Chat Observer Specification¶
The ChatObserver replaces the ChatAnalyzer with integrated observation in the [[specs/supervisor|Supervisor]]. It processes project channel messages through a two-stage pipeline: deterministic filtering (Stage 1) followed by [[specs/supervisor|Supervisor]] LLM evaluation (Stage 2).

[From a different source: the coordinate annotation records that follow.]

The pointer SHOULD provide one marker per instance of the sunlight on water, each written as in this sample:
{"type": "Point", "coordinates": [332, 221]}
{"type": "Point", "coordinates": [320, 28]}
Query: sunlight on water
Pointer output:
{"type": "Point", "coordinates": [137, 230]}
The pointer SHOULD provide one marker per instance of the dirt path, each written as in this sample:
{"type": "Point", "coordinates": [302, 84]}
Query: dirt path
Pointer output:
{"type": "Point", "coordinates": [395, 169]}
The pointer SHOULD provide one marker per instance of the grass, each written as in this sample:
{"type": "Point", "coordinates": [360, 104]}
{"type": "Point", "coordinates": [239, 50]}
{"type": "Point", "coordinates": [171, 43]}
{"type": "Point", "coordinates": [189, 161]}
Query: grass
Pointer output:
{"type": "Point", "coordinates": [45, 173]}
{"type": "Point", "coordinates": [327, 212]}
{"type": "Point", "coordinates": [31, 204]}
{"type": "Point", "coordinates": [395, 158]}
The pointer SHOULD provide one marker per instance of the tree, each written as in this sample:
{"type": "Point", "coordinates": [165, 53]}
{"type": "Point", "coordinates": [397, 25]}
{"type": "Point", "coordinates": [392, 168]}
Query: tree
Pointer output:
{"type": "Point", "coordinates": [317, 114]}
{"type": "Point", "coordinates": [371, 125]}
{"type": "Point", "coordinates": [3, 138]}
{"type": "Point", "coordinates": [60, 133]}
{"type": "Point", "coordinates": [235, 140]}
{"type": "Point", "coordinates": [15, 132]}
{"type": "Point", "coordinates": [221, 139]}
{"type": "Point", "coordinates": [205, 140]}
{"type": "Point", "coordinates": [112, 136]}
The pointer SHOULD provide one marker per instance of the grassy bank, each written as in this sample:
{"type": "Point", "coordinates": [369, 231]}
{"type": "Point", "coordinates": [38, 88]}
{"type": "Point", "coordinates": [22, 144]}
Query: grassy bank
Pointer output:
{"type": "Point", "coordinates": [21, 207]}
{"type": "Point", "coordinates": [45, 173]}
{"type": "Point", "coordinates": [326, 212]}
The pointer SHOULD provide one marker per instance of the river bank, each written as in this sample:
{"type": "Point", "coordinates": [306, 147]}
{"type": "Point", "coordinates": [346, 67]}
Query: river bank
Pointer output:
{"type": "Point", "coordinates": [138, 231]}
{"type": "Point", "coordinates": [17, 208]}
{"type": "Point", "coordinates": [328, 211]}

Class: ChatObserver (src/chat_observer.py)¶
Two-Stage Processing¶
Stage 1 — Deterministic filter (zero LLM cost): - Project-specific terms from project profiles - Action words: deploy, release, broken, bug, error, merge, etc. - Custom keywords from config - Message length threshold (200+ chars) - Bot messages are always filtered out
Stage 2 — Supervisor LLM pass (via Supervisor.observe()): - Only processes messages that pass Stage 1 - Lightweight call with conversation batch + project context - Returns structured decision: ignore, memory update, or suggestion
Conversation Batching¶
- Messages buffered per channel
- Flushed after configurable quiet window (default 60s) or max count (default 20)

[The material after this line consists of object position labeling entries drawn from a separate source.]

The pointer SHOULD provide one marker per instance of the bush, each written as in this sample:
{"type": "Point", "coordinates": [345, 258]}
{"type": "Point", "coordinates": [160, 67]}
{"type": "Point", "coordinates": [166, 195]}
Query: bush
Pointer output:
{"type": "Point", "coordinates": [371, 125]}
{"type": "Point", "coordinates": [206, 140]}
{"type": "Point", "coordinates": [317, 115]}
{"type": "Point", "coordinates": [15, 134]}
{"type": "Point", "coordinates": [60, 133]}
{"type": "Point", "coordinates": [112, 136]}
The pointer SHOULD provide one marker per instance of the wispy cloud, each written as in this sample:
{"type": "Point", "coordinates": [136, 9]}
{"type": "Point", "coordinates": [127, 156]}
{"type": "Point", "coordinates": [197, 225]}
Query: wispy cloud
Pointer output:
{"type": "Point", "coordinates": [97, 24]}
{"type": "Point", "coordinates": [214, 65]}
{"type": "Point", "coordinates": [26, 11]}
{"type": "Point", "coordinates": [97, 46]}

- Processed as single conversation snippet
Suggestion UI¶
- Reuses SuggestionView (src/discord/views.py) with Accept/Dismiss buttons
- Accepted suggestions trigger Supervisor in direct-address mode
- Dismissed suggestions logged to memory
Configuration (under supervisor.observation)¶
- enabled: bool (default true)
- batch_window_seconds: int (default 60)
- max_buffer_size: int (default 20)
- stage1_keywords: list[str] (additional custom keywords)
Invariants¶
- Stage 1 is purely deterministic — zero token cost for filtered messages
- Observer errors never crash the Discord bot
- Bot's own messages are always filtered out
- Empty batches are never sent to Stage 2
Integration Points¶
Discord Bot (src/discord/bot.py)¶
Initialization:
- ChatObserver created in __init__ with ObservationConfig from config.supervisor.observation
- Project profiles built from _channel_to_project mapping using _build_project_profiles()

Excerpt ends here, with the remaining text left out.